Inventories in the US are at record levels by dollar value. In the first quarter, the value of North America’s imports surged 13.2% year-on-year, driven by pharmaceuticals and precious metals, mostly gold, she said. Other import drivers in North America were machinery, motor vehicles, lumber, construction equipment, and non-durable goods

In the first half of the year, 42% of global trade growth came from AI-related goods – far out of proportion to their 15% share in world trade.

While there were tariff-led disturbances, trade continued to grow among the rest of the world, particularly South-South trade.

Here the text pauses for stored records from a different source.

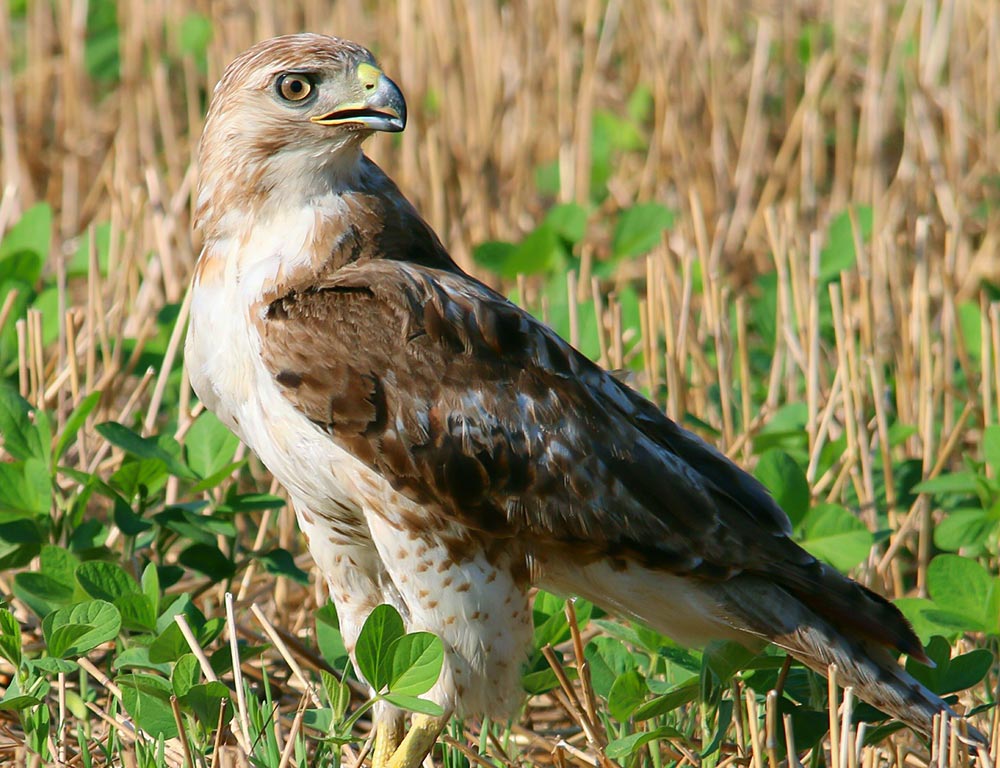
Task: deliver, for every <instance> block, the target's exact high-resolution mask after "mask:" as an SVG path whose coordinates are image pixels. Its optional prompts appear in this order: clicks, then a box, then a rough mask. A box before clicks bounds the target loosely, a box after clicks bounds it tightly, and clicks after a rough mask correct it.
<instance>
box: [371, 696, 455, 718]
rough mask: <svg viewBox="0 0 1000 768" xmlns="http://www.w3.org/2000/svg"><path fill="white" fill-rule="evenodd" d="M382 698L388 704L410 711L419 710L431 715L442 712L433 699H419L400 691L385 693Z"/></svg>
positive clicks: (415, 710)
mask: <svg viewBox="0 0 1000 768" xmlns="http://www.w3.org/2000/svg"><path fill="white" fill-rule="evenodd" d="M383 698H384V699H385V700H386V701H388V702H389V703H390V704H395V705H396V706H397V707H399V708H400V709H406V710H409V711H410V712H419V713H421V714H424V715H430V716H431V717H440V716H441V715H443V714H444V710H443V709H442V708H441V707H440V706H439V705H437V704H435V703H434V702H433V701H428V700H427V699H420V698H417V697H416V696H406V695H404V694H402V693H387V694H386V695H385V696H384V697H383Z"/></svg>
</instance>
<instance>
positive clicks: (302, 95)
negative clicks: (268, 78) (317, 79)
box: [274, 72, 313, 102]
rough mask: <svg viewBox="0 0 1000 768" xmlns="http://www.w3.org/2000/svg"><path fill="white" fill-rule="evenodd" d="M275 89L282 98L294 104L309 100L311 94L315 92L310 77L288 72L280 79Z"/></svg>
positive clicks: (278, 81) (299, 74)
mask: <svg viewBox="0 0 1000 768" xmlns="http://www.w3.org/2000/svg"><path fill="white" fill-rule="evenodd" d="M274 87H275V89H276V90H277V91H278V95H279V96H280V97H281V98H283V99H284V100H285V101H293V102H294V101H303V100H305V99H307V98H309V94H311V93H312V91H313V84H312V81H311V80H310V79H309V76H308V75H302V74H297V73H295V72H288V73H286V74H284V75H281V76H280V77H278V79H277V80H276V81H275V83H274Z"/></svg>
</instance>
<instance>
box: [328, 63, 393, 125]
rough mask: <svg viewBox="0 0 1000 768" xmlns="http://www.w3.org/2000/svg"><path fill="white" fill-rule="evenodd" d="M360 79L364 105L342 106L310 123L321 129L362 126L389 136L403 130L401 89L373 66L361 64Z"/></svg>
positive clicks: (381, 70)
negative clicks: (377, 131)
mask: <svg viewBox="0 0 1000 768" xmlns="http://www.w3.org/2000/svg"><path fill="white" fill-rule="evenodd" d="M356 75H357V78H358V82H359V83H360V84H361V86H362V87H363V88H364V90H365V93H366V98H365V99H364V100H363V101H351V102H345V103H343V104H338V105H337V108H336V109H335V110H334V111H333V112H330V113H328V114H325V115H319V116H317V117H310V118H309V119H310V120H311V121H312V122H314V123H316V124H318V125H360V126H361V127H362V128H367V129H368V130H371V131H387V132H389V133H398V132H399V131H401V130H403V128H404V127H405V126H406V101H405V100H404V99H403V94H402V92H401V91H400V90H399V86H398V85H396V84H395V83H394V82H392V80H390V79H389V78H388V77H386V76H385V74H383V72H382V70H380V69H379V68H378V67H374V66H372V65H371V64H367V63H362V64H359V65H358V68H357V71H356Z"/></svg>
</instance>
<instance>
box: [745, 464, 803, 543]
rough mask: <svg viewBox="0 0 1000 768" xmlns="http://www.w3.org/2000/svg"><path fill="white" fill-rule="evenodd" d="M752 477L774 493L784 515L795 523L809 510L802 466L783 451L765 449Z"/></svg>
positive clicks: (801, 519)
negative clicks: (763, 484) (755, 477)
mask: <svg viewBox="0 0 1000 768" xmlns="http://www.w3.org/2000/svg"><path fill="white" fill-rule="evenodd" d="M754 476H755V477H756V478H757V479H758V480H760V481H761V482H762V483H763V484H764V486H765V487H766V488H767V489H768V490H769V491H770V492H771V494H772V495H773V496H774V500H775V501H776V502H778V506H780V507H781V508H782V509H783V510H785V514H787V515H788V517H789V519H790V520H791V521H792V525H798V524H799V523H800V522H801V521H802V518H804V517H805V514H806V512H807V511H808V510H809V500H810V493H809V482H808V481H807V480H806V473H805V472H804V471H803V470H802V467H800V466H799V465H798V463H797V462H796V461H795V459H793V458H792V457H791V456H789V455H788V454H787V453H785V452H784V451H780V450H778V449H776V448H775V449H771V450H769V451H766V452H765V453H764V454H763V455H762V456H761V457H760V460H759V461H758V462H757V468H756V469H755V470H754Z"/></svg>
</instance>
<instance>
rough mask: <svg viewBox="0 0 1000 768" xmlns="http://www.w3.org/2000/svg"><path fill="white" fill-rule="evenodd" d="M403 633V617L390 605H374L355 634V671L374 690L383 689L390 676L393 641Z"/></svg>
mask: <svg viewBox="0 0 1000 768" xmlns="http://www.w3.org/2000/svg"><path fill="white" fill-rule="evenodd" d="M404 634H405V630H404V628H403V619H402V618H401V617H400V615H399V612H398V611H397V610H396V609H395V608H393V607H392V606H391V605H379V606H376V607H375V610H373V611H372V612H371V613H370V614H369V615H368V618H367V619H366V620H365V624H364V626H363V627H362V628H361V634H360V635H358V642H357V645H356V646H355V649H354V657H355V659H357V662H358V671H359V672H360V673H361V674H362V676H363V677H364V678H365V680H367V681H368V684H369V685H371V686H372V688H374V689H375V690H376V691H381V690H382V689H383V688H385V687H386V686H387V685H388V684H389V681H390V679H391V677H392V667H391V661H392V644H393V643H394V642H396V640H398V639H399V638H401V637H402V636H403V635H404Z"/></svg>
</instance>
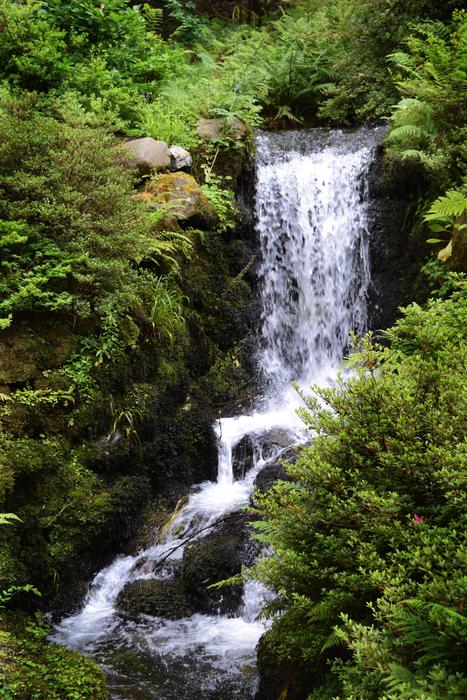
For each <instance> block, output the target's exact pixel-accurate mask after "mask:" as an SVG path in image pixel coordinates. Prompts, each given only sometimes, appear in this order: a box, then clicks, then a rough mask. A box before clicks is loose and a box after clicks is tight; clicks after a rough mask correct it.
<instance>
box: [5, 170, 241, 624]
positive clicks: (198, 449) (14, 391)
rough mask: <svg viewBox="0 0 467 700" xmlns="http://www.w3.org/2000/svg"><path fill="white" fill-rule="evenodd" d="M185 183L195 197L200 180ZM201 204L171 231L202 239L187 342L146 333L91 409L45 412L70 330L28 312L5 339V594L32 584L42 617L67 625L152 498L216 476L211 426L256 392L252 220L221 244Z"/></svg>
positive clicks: (58, 386)
mask: <svg viewBox="0 0 467 700" xmlns="http://www.w3.org/2000/svg"><path fill="white" fill-rule="evenodd" d="M182 176H183V178H184V181H185V180H186V179H187V178H190V176H188V175H184V174H183V173H181V174H180V177H179V178H178V179H177V177H176V176H171V175H167V176H161V177H160V179H159V180H157V179H156V180H155V181H154V182H153V183H152V190H151V192H152V195H151V196H154V197H156V199H157V197H158V194H160V196H161V197H162V199H167V196H168V192H167V188H168V187H169V186H170V185H171V183H172V180H173V181H174V182H175V184H176V183H177V182H178V181H179V180H180V178H182ZM167 178H172V180H171V182H170V183H168V182H167ZM172 184H173V183H172ZM189 184H190V187H191V189H193V188H198V185H197V183H196V182H195V180H194V179H193V178H190V183H189ZM159 186H160V189H161V192H160V193H158V187H159ZM190 192H191V190H190ZM169 194H170V193H169ZM178 194H179V193H178ZM138 196H140V195H138ZM177 196H178V195H177V192H175V190H174V197H175V198H176V197H177ZM190 196H191V195H190ZM172 199H173V198H172ZM185 199H186V197H185ZM191 199H193V198H192V197H191ZM191 199H190V202H191ZM172 204H173V202H172ZM179 204H180V202H179ZM185 204H186V202H185ZM199 204H200V206H201V209H202V211H201V210H200V212H199V216H198V218H196V217H197V214H198V212H197V211H195V209H196V206H197V205H196V202H191V203H189V205H190V212H189V213H190V220H189V221H187V217H186V206H185V207H182V206H178V205H177V206H171V207H170V221H168V225H170V230H175V231H176V230H178V231H180V233H181V235H182V234H183V235H187V236H189V237H190V238H191V241H192V253H191V254H190V256H189V257H182V258H181V259H180V272H179V279H178V287H179V290H180V291H179V295H180V297H181V298H182V313H183V316H184V318H185V321H184V323H183V324H182V326H181V327H182V330H181V331H179V332H176V333H175V332H174V335H173V338H169V339H167V338H166V339H165V340H164V339H161V340H159V339H158V338H157V337H156V338H154V336H153V335H152V331H151V329H147V331H146V334H145V335H146V338H145V339H144V335H143V339H141V338H140V339H139V340H138V342H133V343H131V342H128V344H127V346H126V347H125V349H124V352H123V353H120V354H119V356H118V358H114V359H113V361H108V362H102V363H101V364H99V365H98V366H96V367H95V368H94V370H93V373H94V381H95V386H94V387H93V395H92V400H90V401H89V400H88V401H87V400H86V399H85V398H84V400H83V399H76V398H75V397H74V396H72V394H71V393H70V395H69V396H68V399H67V400H63V401H59V400H58V399H57V400H56V401H51V402H49V403H47V402H38V401H37V397H38V395H39V394H38V392H39V393H40V392H41V390H42V392H43V394H41V396H46V395H47V396H48V395H49V394H48V393H47V392H49V391H50V389H51V388H53V389H54V391H55V393H58V392H59V391H62V392H64V393H65V392H67V391H69V388H68V385H67V386H65V382H64V380H63V376H62V375H61V374H60V371H61V368H62V367H63V366H64V364H65V363H66V362H67V361H68V360H69V358H70V356H71V355H72V353H73V352H74V350H75V348H76V344H77V338H76V337H75V335H74V334H73V333H72V332H70V330H69V329H68V328H66V327H65V326H61V325H60V323H57V322H55V321H51V320H50V319H47V318H43V317H40V316H39V315H38V314H28V315H24V316H23V317H21V318H19V319H18V320H17V321H16V322H15V323H14V324H13V326H12V327H11V328H9V329H7V330H6V331H3V332H2V334H1V337H0V344H1V348H2V359H1V364H0V384H1V391H2V397H3V412H2V428H3V434H2V436H3V442H2V450H1V454H0V460H1V463H2V470H1V477H0V489H1V493H2V494H3V495H4V500H3V504H2V510H4V511H5V512H10V511H11V512H15V513H17V514H18V515H19V516H20V517H21V518H22V520H23V523H22V524H21V525H20V526H18V527H15V528H13V527H10V528H2V529H1V531H0V538H1V541H0V546H1V556H2V567H1V583H2V584H3V586H4V587H6V586H7V585H9V584H10V583H13V582H14V583H15V584H18V583H19V584H22V583H33V584H34V585H35V586H37V587H38V588H39V589H40V590H41V592H42V599H41V605H43V606H44V608H46V609H49V610H50V609H51V608H52V609H54V610H55V611H56V612H57V613H61V612H64V611H65V610H68V609H69V608H70V606H72V605H74V604H75V603H76V602H77V601H78V600H79V598H80V597H81V596H82V594H83V593H84V591H85V587H86V585H87V583H88V581H89V579H90V578H91V577H92V575H93V573H94V572H95V571H96V569H97V568H98V567H100V566H102V565H103V564H105V562H106V561H108V560H109V559H110V558H111V557H112V556H113V555H114V554H115V553H116V552H117V551H120V550H122V549H124V548H125V545H126V543H127V542H128V541H129V540H130V538H132V537H134V535H135V534H136V532H137V529H138V526H139V523H140V518H141V515H142V512H143V509H144V506H145V504H146V503H147V502H148V501H149V500H150V499H152V498H155V497H157V498H158V499H159V502H160V503H161V504H164V505H165V506H166V507H167V508H172V507H174V506H175V504H176V502H177V500H178V499H179V498H180V497H181V495H182V494H184V493H185V492H186V490H187V489H188V487H189V486H190V485H192V484H193V483H198V482H201V481H204V480H206V479H213V478H215V475H216V470H217V445H216V438H215V435H214V431H213V427H212V426H213V422H214V417H215V415H216V414H217V413H218V412H219V411H220V410H221V409H222V410H223V411H224V410H228V407H229V406H230V405H232V404H233V403H234V402H235V401H237V399H239V398H242V399H243V400H244V401H245V400H248V397H249V395H250V394H251V393H252V384H251V362H252V360H251V342H250V336H251V333H252V332H253V325H254V324H253V321H252V317H253V316H254V314H253V313H252V306H253V304H254V290H253V287H254V276H253V272H252V269H253V263H254V255H255V250H254V248H255V243H254V240H253V236H252V232H251V227H250V224H251V221H249V220H248V216H244V217H243V219H241V220H240V221H239V223H238V227H237V229H236V230H230V231H226V232H224V233H220V232H219V231H218V230H217V221H216V217H215V216H207V215H206V212H207V209H208V203H207V201H206V199H205V198H204V196H200V197H199ZM156 206H157V204H156ZM187 206H188V205H187ZM244 210H245V211H246V209H245V207H244ZM195 219H196V223H197V231H196V232H191V229H190V228H189V229H187V228H186V227H187V225H188V226H192V225H193V224H192V221H194V220H195ZM201 227H202V229H201ZM185 232H186V233H185ZM128 323H129V335H131V333H130V331H131V328H130V326H131V322H130V320H128ZM155 323H157V319H156V320H155ZM155 332H156V333H157V328H156V331H155ZM96 365H97V363H96ZM18 389H21V390H22V392H23V393H22V395H21V396H22V399H21V401H18V400H16V399H15V392H16V391H17V390H18ZM28 391H30V393H31V396H30V400H28V396H29V394H27V393H25V392H28ZM54 395H55V394H54ZM33 602H34V601H31V604H32V603H33ZM22 604H24V605H26V607H27V606H28V601H27V599H26V598H25V600H24V601H22Z"/></svg>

“As Members mostly continue to trade with each other normally, supply chains are going where the demand is…. South-South Trade grew 8% year-on-year, in value terms, in the first half of 2025, compared to 6% for world trade overall. Our very rough estimates suggest South-South trade involving partners other than China is growing even faster, up around 9%,” she said.

Services trade continues to outpace the trade in goods with the new report projecting 4.6% growth in 2025 in volume terms. This is up slightly from April estimates, but still below the baseline forecast from the start of the year, the WTO DG said.

Services export growth is now expected to slow from 6.8% in 2024 to 4.6% in 2025 and 4.4% in 2026.

Services trade is not directly subject to tariffs, but it is indirectly affected by tariffs through slower GDP growth and reduced demand for things like transport and tourism. AI is making its presence felt here too, bolstering demand for computer services.